One thing about the Snake Road that I find interesting is that to fall over it’s edges leads to a one-way trip to hell. What? I can appreciate the involvement of risk and sanction built into the training and development system but hell|ultimate and absolute punishment is absurd! I’m not disparageing the show, just exploring its world.
What could be the possible moral or ethical basis of building such a risk in the system?
- Discourage the weak and unworthy
- Keep the trainee on-point always
None. The abovementioned are neither moral nor ethical bases. They are management considerations to keep the system efficient. Anyone who takes this on is automatically bad ass.
So it is perhaps an amoral system, merely interested in producing the strongest possible fighter. Lord Enma succeeded, and his approval of Kami’s endorsement of Goku wasn’t on moral grounds. It was quite arbitrary — he found Goku interesting, that’s all. Being amoral however, I still am quite disturbed by the consequence of failure.
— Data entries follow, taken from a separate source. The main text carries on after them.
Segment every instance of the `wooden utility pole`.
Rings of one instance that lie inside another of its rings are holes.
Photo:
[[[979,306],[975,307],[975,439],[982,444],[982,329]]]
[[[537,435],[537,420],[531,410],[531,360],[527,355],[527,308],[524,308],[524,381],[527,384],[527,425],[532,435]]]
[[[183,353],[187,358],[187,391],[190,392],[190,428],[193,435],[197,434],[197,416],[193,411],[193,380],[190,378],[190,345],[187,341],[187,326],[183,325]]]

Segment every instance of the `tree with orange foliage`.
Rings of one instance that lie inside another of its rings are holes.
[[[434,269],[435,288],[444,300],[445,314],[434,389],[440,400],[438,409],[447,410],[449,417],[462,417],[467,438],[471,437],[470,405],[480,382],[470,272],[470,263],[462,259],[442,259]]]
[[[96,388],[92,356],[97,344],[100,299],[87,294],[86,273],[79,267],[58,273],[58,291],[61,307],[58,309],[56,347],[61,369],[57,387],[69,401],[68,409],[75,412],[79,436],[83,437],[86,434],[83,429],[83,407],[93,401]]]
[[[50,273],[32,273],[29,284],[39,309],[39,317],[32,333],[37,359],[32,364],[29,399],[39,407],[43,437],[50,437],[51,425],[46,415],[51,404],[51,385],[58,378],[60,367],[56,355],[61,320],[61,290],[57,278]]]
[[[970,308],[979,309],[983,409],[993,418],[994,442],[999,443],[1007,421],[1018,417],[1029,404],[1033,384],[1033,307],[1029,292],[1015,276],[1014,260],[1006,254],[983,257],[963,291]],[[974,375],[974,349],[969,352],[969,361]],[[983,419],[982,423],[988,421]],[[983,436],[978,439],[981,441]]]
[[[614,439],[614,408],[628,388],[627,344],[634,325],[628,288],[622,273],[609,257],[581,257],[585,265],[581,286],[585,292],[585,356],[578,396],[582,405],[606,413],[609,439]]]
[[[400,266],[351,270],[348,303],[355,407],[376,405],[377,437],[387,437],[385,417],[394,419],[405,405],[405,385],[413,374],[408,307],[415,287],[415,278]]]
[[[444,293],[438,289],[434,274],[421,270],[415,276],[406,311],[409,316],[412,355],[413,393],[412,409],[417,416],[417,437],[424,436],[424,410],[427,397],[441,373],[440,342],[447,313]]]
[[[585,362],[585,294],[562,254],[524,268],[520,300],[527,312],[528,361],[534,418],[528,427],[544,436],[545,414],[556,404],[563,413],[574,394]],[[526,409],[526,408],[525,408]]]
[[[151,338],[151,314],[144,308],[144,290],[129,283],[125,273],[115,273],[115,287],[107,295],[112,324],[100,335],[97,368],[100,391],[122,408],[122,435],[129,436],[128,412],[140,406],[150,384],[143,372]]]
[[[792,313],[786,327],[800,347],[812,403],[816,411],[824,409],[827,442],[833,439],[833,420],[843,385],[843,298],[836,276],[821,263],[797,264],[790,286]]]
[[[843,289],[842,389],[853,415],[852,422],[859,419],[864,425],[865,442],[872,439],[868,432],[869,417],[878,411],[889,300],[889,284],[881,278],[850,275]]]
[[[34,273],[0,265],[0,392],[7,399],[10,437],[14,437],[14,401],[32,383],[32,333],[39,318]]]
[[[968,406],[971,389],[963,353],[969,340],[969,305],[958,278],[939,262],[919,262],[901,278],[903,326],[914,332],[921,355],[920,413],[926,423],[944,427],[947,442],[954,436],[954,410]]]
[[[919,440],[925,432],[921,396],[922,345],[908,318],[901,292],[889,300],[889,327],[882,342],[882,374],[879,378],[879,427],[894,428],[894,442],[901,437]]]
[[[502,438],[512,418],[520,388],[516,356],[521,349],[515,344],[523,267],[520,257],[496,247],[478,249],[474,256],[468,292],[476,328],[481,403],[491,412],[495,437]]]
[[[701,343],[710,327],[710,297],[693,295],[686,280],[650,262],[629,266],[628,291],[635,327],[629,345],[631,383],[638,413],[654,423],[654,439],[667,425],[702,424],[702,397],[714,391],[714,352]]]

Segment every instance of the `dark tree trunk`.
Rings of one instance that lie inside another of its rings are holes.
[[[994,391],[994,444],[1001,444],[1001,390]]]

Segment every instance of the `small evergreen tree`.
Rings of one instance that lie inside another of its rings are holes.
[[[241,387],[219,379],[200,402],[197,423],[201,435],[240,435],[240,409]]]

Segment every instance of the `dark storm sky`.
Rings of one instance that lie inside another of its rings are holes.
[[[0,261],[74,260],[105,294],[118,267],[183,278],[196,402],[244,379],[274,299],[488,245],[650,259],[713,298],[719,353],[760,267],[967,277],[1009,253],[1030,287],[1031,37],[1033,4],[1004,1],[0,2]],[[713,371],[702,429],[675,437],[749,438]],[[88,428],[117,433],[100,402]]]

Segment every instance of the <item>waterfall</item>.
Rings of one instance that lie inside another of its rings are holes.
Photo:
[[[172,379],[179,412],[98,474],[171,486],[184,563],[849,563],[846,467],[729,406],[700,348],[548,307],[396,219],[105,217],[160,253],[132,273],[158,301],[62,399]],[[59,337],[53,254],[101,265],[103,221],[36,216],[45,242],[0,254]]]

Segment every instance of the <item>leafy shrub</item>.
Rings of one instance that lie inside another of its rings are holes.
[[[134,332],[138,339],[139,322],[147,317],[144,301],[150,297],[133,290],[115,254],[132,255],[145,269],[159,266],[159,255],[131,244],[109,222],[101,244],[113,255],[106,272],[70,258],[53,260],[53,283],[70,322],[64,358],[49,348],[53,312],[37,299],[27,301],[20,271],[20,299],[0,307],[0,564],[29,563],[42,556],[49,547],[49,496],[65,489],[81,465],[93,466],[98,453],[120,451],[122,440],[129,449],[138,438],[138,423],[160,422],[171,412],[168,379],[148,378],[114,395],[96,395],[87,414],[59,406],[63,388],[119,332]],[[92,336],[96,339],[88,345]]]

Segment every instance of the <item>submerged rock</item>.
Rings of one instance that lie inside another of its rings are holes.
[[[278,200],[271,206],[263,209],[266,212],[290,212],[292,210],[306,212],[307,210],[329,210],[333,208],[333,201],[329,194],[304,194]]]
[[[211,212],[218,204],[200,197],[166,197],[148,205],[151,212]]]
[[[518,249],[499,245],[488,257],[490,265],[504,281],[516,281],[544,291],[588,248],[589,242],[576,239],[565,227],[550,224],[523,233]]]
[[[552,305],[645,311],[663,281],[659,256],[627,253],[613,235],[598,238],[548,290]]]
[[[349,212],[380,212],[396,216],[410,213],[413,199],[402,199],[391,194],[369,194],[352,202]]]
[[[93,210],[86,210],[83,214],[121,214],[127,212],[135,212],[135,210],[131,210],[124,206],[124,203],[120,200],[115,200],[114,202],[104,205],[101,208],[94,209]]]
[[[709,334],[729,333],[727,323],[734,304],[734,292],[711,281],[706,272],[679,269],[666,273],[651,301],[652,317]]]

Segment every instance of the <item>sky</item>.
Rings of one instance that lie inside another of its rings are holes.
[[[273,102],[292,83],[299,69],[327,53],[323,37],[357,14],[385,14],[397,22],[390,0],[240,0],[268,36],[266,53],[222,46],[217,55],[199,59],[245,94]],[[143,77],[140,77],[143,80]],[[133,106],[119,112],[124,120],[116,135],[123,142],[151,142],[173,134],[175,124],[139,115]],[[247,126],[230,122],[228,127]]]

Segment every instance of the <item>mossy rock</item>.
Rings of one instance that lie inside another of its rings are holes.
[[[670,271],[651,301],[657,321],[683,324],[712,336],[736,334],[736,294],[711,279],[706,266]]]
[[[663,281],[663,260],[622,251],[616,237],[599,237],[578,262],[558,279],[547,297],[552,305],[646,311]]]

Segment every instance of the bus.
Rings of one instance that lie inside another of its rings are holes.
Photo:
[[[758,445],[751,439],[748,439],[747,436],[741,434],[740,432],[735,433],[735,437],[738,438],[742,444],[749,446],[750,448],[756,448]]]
First, what is being punished? Is failure a consequence of immoral behavior? I don’t think it is. Second, the intention to undertake the training is not immoral. If so, this can be screened by Lord Enma himself to prevent the powering up of evildoers.
Hell is the ultimate punishment for immoral beings. I wonder why it’s being used here to admonish the merely brave or stupid.